Half an hour into the bush she came upon the tracks of partridge in the snow, the distinct prints overlapping in wide arcs, as if the birds were incapable of walking in a straight line. She took off her heavy leather mittens and moved slowly forward with the rifle at the ready. The birds would have moulted their summer camouflage for the coat of white feathers that made them nearly invisible against the snow. It was movement she looked for, white against the dark background of spruce, white in motion on a field of white.

 

She came upon a cluster of three or four ahead of her. She aimed just above them, the birds bursting off the snow when the gun fired, a dull explosion of down in the blue air. One of the partridge fell back to the ground gracelessly, like a bag of sand, then scrambled into the undergrowth trailing a useless wing and a string of feathers spotted with blood. Cassie removed her rackets and laid aside the bag of food and the powder horn to push her way into the spruce. The bush was thick and heavy going, the ground under the canopy of branches almost bare of snow. When she came upon the partridge it was lying at the base of a tree, as if it had run blindly into the trunk and dropped there unconscious.

 

There was always a pinch of sympathy she had to set her teeth against, seeing the creature this close. She took a breath through her nostrils and reached for the bird, but it jumped again, thrashing wildly under the branches. Cassie fell backwards, then struck at the partridge with the rifle butt until it lay still.

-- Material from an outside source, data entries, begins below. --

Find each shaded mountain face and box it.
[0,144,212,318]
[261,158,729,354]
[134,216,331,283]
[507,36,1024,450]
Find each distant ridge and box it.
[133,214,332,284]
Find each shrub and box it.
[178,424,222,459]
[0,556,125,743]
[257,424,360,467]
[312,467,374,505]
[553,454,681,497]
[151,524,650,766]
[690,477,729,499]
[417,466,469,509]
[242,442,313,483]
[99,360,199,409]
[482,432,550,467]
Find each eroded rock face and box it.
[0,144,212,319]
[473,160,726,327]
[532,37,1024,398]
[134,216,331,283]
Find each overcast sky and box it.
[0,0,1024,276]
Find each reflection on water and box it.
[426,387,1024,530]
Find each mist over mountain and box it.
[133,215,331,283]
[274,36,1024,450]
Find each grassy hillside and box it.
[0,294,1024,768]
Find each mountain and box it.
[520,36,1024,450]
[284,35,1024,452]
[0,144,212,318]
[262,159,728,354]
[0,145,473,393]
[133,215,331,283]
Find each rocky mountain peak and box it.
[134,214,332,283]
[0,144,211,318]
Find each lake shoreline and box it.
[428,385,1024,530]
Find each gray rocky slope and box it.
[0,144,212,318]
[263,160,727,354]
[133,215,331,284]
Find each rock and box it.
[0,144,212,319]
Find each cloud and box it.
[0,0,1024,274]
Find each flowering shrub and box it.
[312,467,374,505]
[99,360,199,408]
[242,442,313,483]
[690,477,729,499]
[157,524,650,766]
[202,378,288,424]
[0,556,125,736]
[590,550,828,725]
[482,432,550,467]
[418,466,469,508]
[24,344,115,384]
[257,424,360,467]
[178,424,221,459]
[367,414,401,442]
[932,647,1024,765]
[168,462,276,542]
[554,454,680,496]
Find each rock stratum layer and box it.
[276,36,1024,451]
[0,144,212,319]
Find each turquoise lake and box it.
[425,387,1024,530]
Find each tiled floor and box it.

She placed a boot on the bird’s broken wing to hold it against the ground and then twisted the neck backwards.

 

She laid a fire just above the beach, in a washed-out alcove of peat and tree roots that kept her clear of the wind. The sun was warm enough that she could take off her coat. She plucked the bird clean and singed off the pin feathers in the fire, then gutted the naked carcass and propped it over the coals on a stick.